63. Antonio Vivaldi - Gloria, RV 589 (1700s)


Title: Gloria - Magnificat
Performers: Taverner Consort and Players
Director: Andrew Parrott
Year: 1992
Length: 30 minutes


So we get to Vivaldi, one of the defining voices of the baroque, and one of the most popular as well. From this Gloria we can easily see why he is so popular, his music has a joy that can only come from spending a life surrounded by young women who he taught how to play music at an orphanage in Venice.

In fact this Gloria was composed for those girls to sing, and even if it is a very respectful piece as any setting of the Gloria it is also quite playful, and that is something that always comes out in Vivaldi. Even the serious movements of this have some embellishment that is a little ray of sunshine.
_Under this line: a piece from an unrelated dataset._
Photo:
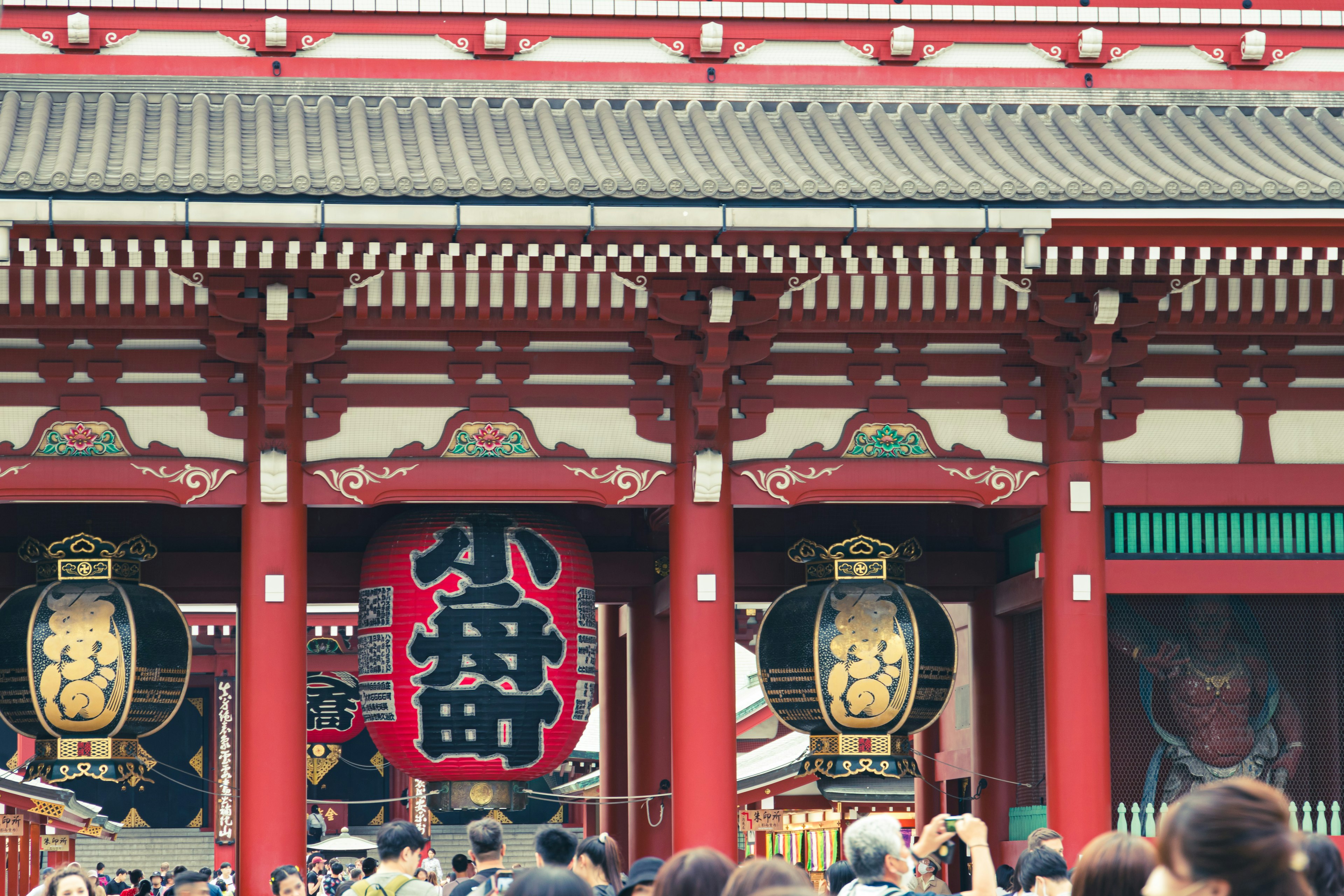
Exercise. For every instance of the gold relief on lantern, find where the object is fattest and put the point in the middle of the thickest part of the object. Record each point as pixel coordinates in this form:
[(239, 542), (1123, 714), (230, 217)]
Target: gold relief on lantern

Then it is supremely catchy, once heard it is hard to unhear Vivaldi, from the trademark rapid violins to the choral work here, it all conspires to make some quite catchy music, and also one of the most pleasant choral works to date.

Final Grade



From Wikipedia:

Many of Vivaldi's compositions reflect a buoyant, almost playful, exuberance which are in direct contrast with the dignified seriousness of much Baroque music in his time. Most of Vivaldi's repertoire was rediscovered only in the first half of the 20th century in Turin and Genoa and was published in the second half. Vivaldi's music is innovative, breaking a consolidated tradition in schemes; he gave brightness to the formal and the rhythmic structure of the concerto, repeatedly looking for harmonic contrasts and invented innovative melodies and themes. Moreover, Vivaldi was able to compose non-academic music, particularly meant to be appreciated by the wide public and not only by an intellectual minority. The joyful appearance of his music reveals in this regard a transmissible joy of composing. These are among the causes of the vast popularity of his music. This popularity soon made him famous in other countries such as France which was, at the time, very independent concerning its musical taste.